IDENTITY columns

Applies to: ✅ Warehouse in Microsoft Fabric

Surrogate keys are identifiers used in data warehousing to uniquely distinguish rows, independent of their natural keys. In Fabric Data Warehouse, IDENTITY columns enable automatic generation of these surrogate keys when inserting new rows into a table. This article explains how to use IDENTITY columns in Fabric Data Warehouse to create and manage surrogate keys efficiently.

Why use an IDENTITY column?

IDENTITY columns eliminate the need for manual key assignment, reducing risk of errors and simplifying data ingestion. System-managed unique values are ideal as surrogate keys and primary keys. When compared to manual approaches to produce surrogate keys, IDENTITY columns offer superior performance as unique keys are generated automatically without extra logic on queries.

The bigint data type, required for IDENTITY columns, can store up to 9,223,372,036,854,775,807 positive integer values, ensuring that throughout a table's lifetime, each row receives a unique value in its IDENTITY column.

For a plan to migrate data with surrogate keys from other database platforms, see Migrate IDENTITY columns to Fabric Data Warehouse.

Syntax

To define an IDENTITY column in Fabric Data Warehouse, the IDENTITY property is used with the desired column. The syntax is as follows:

CREATE TABLE { warehouse_name.schema_name.table_name | schema_name.table_name | table_name } (
    [column_name] BIGINT IDENTITY,
    [ ,... n ] 
    -- Other columns here    
);

How IDENTITY columns work

Within Fabric Data Warehouse, you can't specify a custom starting value or increment; the system manages the values internally to ensure uniqueness. IDENTITY columns always produce positive integer values. Each new row receives a new value, and uniqueness is guaranteed for as long as the table exists. Once a value is used, IDENTITY doesn't use that same value again, preserving both key integrity and uniqueness. Gaps can appear on values that the IDENTITY column produces.

Allocation of values

Due to the distributed architecture of the warehouse engine, the IDENTITY property doesn't guarantee the order in which the surrogate values are allocated. The IDENTITY property is designed to scale out across compute nodes to maximize parallelism, without affecting load performance. As a result, value ranges on different ingestion tasks might have different sequence ranges.
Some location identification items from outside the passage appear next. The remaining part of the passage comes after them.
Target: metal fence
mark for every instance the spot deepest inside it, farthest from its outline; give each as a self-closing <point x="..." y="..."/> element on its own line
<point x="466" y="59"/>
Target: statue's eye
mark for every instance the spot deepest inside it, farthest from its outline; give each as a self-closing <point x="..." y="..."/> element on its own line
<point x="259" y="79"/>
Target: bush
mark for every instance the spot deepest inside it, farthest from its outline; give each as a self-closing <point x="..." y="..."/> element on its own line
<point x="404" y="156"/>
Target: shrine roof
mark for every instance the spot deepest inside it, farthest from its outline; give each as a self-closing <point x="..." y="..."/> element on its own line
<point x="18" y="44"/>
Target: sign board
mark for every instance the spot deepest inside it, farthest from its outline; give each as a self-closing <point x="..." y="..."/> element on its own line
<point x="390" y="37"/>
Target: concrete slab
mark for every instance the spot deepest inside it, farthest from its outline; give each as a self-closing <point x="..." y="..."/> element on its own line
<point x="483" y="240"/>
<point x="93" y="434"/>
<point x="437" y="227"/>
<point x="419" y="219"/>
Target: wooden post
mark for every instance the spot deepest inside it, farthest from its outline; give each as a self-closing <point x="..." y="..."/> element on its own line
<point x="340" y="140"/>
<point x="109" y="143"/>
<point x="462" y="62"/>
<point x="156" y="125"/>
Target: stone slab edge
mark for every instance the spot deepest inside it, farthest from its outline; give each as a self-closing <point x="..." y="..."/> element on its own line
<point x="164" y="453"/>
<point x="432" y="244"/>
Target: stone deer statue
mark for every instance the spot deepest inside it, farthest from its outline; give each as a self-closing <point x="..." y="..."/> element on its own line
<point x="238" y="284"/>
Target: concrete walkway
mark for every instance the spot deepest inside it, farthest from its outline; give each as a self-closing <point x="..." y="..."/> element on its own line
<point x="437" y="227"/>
To illustrate this behavior, consider the following example:

-- Create a table with an IDENTITY column
CREATE TABLE dbo.T1(
    C1 BIGINT IDENTITY,
    C2 VARCHAR(30) NULL
)

-- Ingestion task A
INSERT INTO dbo.T1
VALUES (NULL), (NULL), (NULL), (NULL);

-- Ingestion task B
INSERT INTO dbo.T1
VALUES (NULL), (NULL), (NULL), (NULL);

-- Reviewing the data
SELECT * FROM dbo.T1;

Sample result:

A table with two columns labeled C1 and C2, showing eight rows of data. Column C1 contains large numeric values. Column C2 contains the text.

In this example, Ingestion task A and Ingestion task B are executed sequentially, as independent tasks. Although the tasks ran consecutively, the first and last four rows have different identity key ranges in dbo.T1.C1. In addition to that, as observed in this example, gaps in between the ranges assigned for task A and task B can occur.

IDENTITY in Fabric Data Warehouse guarantees that all values on an IDENTITY column are unique, but there can be gaps on the ranges produced for a given ingestion task.

System views

The sys.identity_columns catalog view can be used to list all identity columns on a warehouse. The following example lists all tables that contain an IDENTITY column on their definition, with their respective schema name, and the name of the IDENTITY column on that table:

SELECT
    s.name AS SchemaName,
    t.name AS TableName,
    c.name AS IdentityColumnName
FROM
    sys.identity_columns AS ic
INNER JOIN
    sys.columns AS c ON ic.[object_id] = c.[object_id]
    AND ic.column_id = c.column_id
INNER JOIN
    sys.tables AS t ON ic.[object_id] = t.[object_id]
INNER JOIN
    sys.schemas AS s ON t.[schema_id] = s.[schema_id]
ORDER BY
    s.name, t.name;

Limitations

Only the bigint data type is supported for IDENTITY columns in Fabric Data Warehouse. Attempting to use other data types result in an error.
IDENTITY_INSERT isn't supported in Fabric Data Warehouse. Users can't update or manually insert column values on identity columns in Fabric Data Warehouse.
Defining a seed and increment isn't supported. As a result, reseeding the IDENTITY column isn't supported.
Adding a new IDENTITY column to an existing table with ALTER TABLE isn't supported. Consider using CREATE TABLE AS SELECT (CTAS) or SELECT... INTO as alternatives to create a copy of an existing table that adds an IDENTITY column to its definition.
Some limitations apply to how IDENTITY columns are preserved when creating a new table as a result of a select from a different table with CREATE TABLE AS SELECT (CTAS) or SELECT... INTO. For more information, see the Data Types section of SELECT - INTO Clause (Transact-SQL).

Examples

A. Create a table with an IDENTITY column

CREATE TABLE Employees (
    EmployeeID BIGINT IDENTITY,
    FirstName VARCHAR(50),
    LastName VARCHAR(50)
);

This statement creates an Employees table where every new row automatically receives a unique EmployeeID as a bigint value.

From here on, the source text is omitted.